Holger Badstubers Profilbild auf bundesliga.de

Seine Geschichte

Seine fußballerischen Lehrjahre begannen bereits im Alter von fünf Jahren, als er bei seinem Heimatverein Rot an der Rot begann. Sein Vater war ein bekannter Jugendtrainer und ehemaliger Fußballer, der Lebensweg schien fast schon vorgezeichnet, in der D-Jugend wechselte er dann zum VfB Stuttgart. Eine Strecke von 75 Kilometern, fast jeden Tag, doch ein Problem war das dank der Stuttgarter Unterstützung nie. Ähnliche Stärken zeichneten ihn damals wie heute aus, auf einer Position, die ihm später wiederbegegnen sollte: Badstuber begann im zentralen Mittelfeld, neben seinem Biss war sein sein linker Fuß das Aushängeschild. Es sollte das schlaksige Talent nicht lange bei den Stuttgartern halten, sein Vater und Hermann Gerland waren gute Bekannte, letzterer vermittelte ihn dank seiner Funktion zum FC Bayern an die Topadresse des deutschen Fußballs.

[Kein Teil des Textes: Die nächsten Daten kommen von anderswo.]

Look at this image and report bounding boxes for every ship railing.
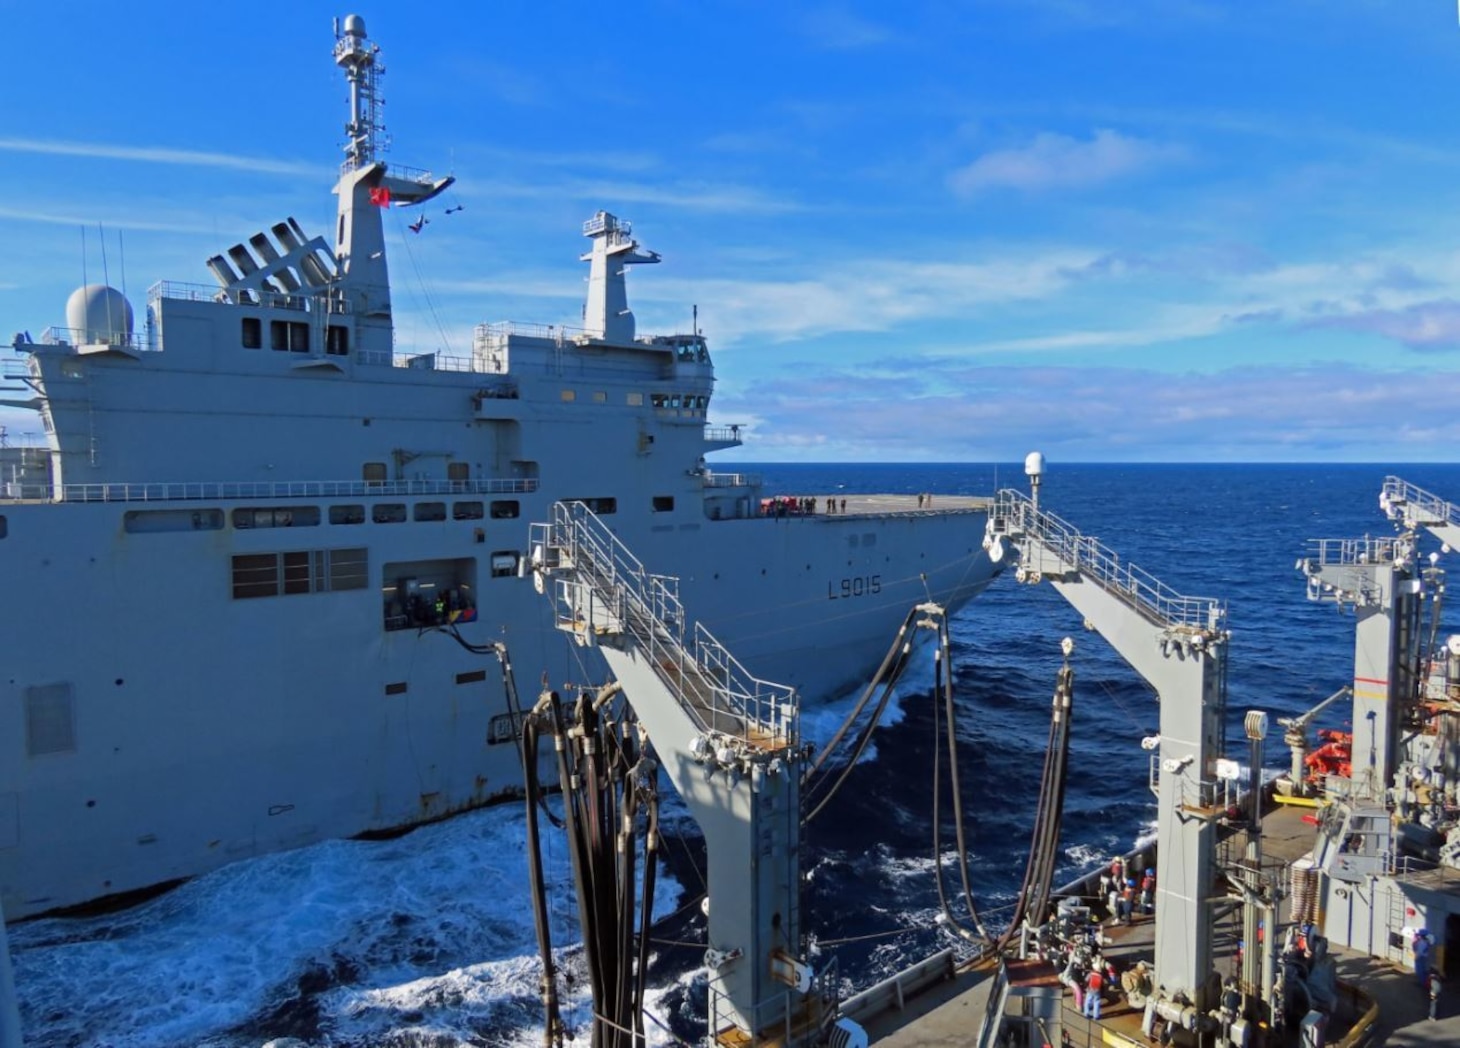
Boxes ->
[991,488,1225,631]
[706,963,837,1048]
[0,430,47,448]
[1382,476,1460,531]
[541,499,796,745]
[1,360,32,379]
[703,471,762,489]
[38,326,157,352]
[3,477,539,504]
[1304,536,1407,568]
[148,281,353,316]
[475,321,585,347]
[704,427,744,444]
[385,162,438,185]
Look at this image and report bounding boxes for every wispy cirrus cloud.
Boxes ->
[949,129,1187,195]
[798,7,898,50]
[0,137,322,177]
[715,362,1460,461]
[1305,299,1460,352]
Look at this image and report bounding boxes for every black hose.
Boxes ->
[522,710,564,1047]
[806,605,919,780]
[936,615,992,942]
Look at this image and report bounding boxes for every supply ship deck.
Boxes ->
[868,804,1460,1046]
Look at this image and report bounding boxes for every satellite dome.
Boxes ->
[65,285,134,346]
[343,14,366,37]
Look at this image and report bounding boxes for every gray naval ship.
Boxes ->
[0,15,1003,922]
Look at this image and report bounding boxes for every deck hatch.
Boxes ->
[25,683,76,756]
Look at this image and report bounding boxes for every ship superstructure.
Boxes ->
[0,15,1003,920]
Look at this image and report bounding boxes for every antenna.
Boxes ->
[118,229,128,305]
[80,225,88,296]
[99,222,114,337]
[693,303,699,336]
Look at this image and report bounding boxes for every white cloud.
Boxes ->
[0,137,323,177]
[799,7,897,50]
[949,130,1187,195]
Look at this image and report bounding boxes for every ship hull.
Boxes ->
[0,495,998,917]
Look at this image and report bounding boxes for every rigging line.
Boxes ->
[803,663,906,822]
[391,207,456,356]
[806,605,919,779]
[814,927,917,947]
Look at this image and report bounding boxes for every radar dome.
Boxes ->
[1024,451,1046,478]
[65,284,134,346]
[343,14,367,37]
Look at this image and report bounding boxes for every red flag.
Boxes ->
[368,186,391,207]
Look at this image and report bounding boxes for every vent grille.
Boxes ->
[26,682,76,756]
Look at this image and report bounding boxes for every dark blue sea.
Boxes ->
[12,463,1460,1046]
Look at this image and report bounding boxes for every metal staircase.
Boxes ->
[988,488,1225,632]
[531,499,795,747]
[530,501,826,1047]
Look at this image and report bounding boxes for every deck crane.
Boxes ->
[985,454,1233,1023]
[1274,686,1352,800]
[529,501,855,1048]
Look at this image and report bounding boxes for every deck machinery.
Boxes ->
[1297,478,1460,977]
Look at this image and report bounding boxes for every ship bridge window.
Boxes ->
[270,320,310,352]
[627,392,643,406]
[330,504,365,525]
[561,389,577,402]
[232,547,367,600]
[653,496,674,512]
[454,501,485,520]
[242,317,262,349]
[414,502,446,522]
[326,325,349,356]
[373,503,407,524]
[125,508,224,533]
[490,500,519,519]
[232,506,320,529]
[0,515,7,539]
[592,391,607,403]
[383,557,477,630]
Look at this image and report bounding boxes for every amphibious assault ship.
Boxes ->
[0,15,1003,921]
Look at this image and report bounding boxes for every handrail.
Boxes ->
[991,489,1225,631]
[1,476,539,504]
[545,500,796,745]
[1382,476,1460,530]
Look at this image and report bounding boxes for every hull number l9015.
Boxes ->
[829,575,881,600]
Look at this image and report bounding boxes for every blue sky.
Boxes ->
[4,1,1460,461]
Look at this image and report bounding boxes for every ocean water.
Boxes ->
[11,462,1460,1046]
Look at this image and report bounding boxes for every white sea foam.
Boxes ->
[12,800,683,1047]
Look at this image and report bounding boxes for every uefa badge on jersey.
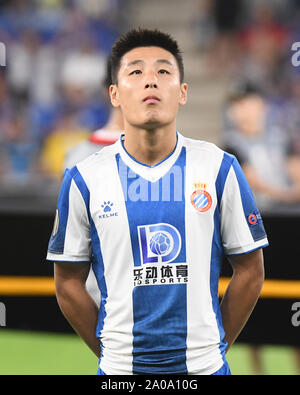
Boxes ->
[246,209,266,242]
[190,181,212,213]
[247,210,263,227]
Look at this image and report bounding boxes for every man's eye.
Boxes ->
[159,69,170,74]
[130,70,142,75]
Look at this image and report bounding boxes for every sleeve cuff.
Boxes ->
[225,238,269,257]
[46,251,91,263]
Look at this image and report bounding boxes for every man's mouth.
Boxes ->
[143,95,160,104]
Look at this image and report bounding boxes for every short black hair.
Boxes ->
[103,55,113,90]
[110,28,184,84]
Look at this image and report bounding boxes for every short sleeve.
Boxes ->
[220,156,269,256]
[46,168,91,263]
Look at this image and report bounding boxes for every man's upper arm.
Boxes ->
[46,168,91,264]
[54,261,91,293]
[219,155,269,256]
[227,248,265,278]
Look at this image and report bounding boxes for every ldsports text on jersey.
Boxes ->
[46,132,269,375]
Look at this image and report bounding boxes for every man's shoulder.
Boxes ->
[182,135,227,160]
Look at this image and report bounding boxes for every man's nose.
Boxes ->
[145,82,157,89]
[144,71,158,89]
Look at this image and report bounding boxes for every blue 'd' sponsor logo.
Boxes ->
[150,232,171,255]
[137,223,181,265]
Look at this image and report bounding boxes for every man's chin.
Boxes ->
[128,114,172,130]
[140,116,169,130]
[142,120,162,130]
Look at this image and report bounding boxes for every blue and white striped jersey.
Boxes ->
[46,132,268,375]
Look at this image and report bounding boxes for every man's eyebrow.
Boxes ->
[126,59,145,68]
[126,59,174,68]
[156,59,174,66]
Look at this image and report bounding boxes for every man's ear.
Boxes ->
[109,84,120,108]
[179,83,188,106]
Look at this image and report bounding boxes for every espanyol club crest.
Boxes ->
[191,181,212,213]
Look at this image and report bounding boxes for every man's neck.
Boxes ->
[104,109,124,132]
[123,123,177,166]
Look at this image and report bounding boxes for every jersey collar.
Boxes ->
[117,131,183,182]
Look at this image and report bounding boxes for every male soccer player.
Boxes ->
[46,29,268,375]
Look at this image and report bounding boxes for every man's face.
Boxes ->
[110,46,188,130]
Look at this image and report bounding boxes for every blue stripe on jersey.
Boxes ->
[117,147,188,374]
[70,167,108,345]
[210,153,233,359]
[215,152,234,207]
[69,166,91,220]
[48,169,72,254]
[131,284,187,374]
[90,219,108,343]
[231,157,267,242]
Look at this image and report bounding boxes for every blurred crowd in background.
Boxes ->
[1,0,300,214]
[0,0,130,202]
[194,0,300,213]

In der C-Jugend wurde er aufgenommen, ab der B-Jugend fix im Internat dabei und er eroberte sich seinen Platz – nun in der Innenverteidigung. Im Jahre 2007 mauserte er sich zum Stammspieler in der Amateurmannschaft und für manche war er das größere Talent als Mats Hummels. Er galt als dynamisches Verteidigertalent  – bei einer Messung Jahre später soll er bei den Amateuren der Schnellste gewesen sein, trotz Thomas Müller und Co., bei den Profis liegt er unter den Top Fünf, so lauten die Gerüchte. Zwar scheint er auf dem Platz etwas hüftsteif, doch spätestens auf den langen Distanzen erkennt man, dass diese Geschichten nicht gänzlich aus der Luft gegriffen sein können, obwohl es auf den ersten paar Metern an der Explosivität fehlt.

Dennoch sollte Hermann Gerland vorerst andere Pläne haben, Holger Badstuber wurde ins defensive Mittelfeld versetzt, er sollte vor der Abwehr absichern. In der neugegründeten Dritten Liga wurde Badstuber zum Profi und unumstrittenen Stammspieler, er durfte sogar die Saisonvorbereitung mit den Stars des FC Bayern mitmachen, doch kurz nach der Unterschrift unter den Profivertrag starb Holger Badstubers Vater an Krebs, auf der Rückfahrt von den Vertragsverhandlungen verspürte dieser große Schmerzen und am 21. März erlag er nach kurzer Zeit der schweren Krankheit.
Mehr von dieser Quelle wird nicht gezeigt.